Legacy Stock Series: Mayora Indah
PT Mayora Indah, Tbk (MYOR) hingga
Kuartal II 2019 melaporkan laba bersih Rp807 milyar, dimana laba tersebut naik
dibanding periode yang sama tahun sebelumnya sebesar Rp736 milyar, dan
mencerminkan annualized ROE 17.6%, atau cukup bagus.
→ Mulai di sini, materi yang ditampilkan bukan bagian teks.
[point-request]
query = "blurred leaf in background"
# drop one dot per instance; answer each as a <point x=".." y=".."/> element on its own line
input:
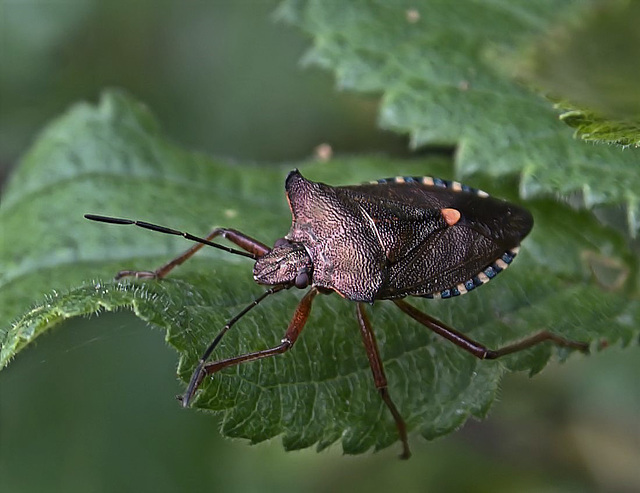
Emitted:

Kemudian jika kita
telisik kinerja perusahaan dalam lima tahun terakhir, maka sejak tahun 2014
lalu laba MYOR konsisten naik terus setiap tahunnya, dan demikian pula
ekuitasnya tumbuh signifikan dari Rp4.1 trilyun menjadi terakhir Rp9.2 trilyun.
A wonderful company indeed, tapi kenapa sahamnya justru malah turun banyak
dalam setahun terakhir?
***
Buku Kumpulan Analisis 30 Saham
Pilihan (Ebook
Investment Planning) edisi Kuartal II 2019 akan terbit hari
Kamis, 8 Agustus
2018, dan Anda sudah bisa memesannya pada link
berikut.
***
MYOR, seperti yang kita ketahui,
adalah salah satu perusahaan fast moving consumer goods terbesar dan terpopuler
di tanah air. Sejarah perusahaan berawal pada tahun 1948, ketika Keluarga
Atmadja membuka usaha rumahan yang memproduksi biskuit. Usaha tersebut
berkembang pesat hingga pada tahun 1967, perusahaan mematenkan merk biskuit ‘Roma’.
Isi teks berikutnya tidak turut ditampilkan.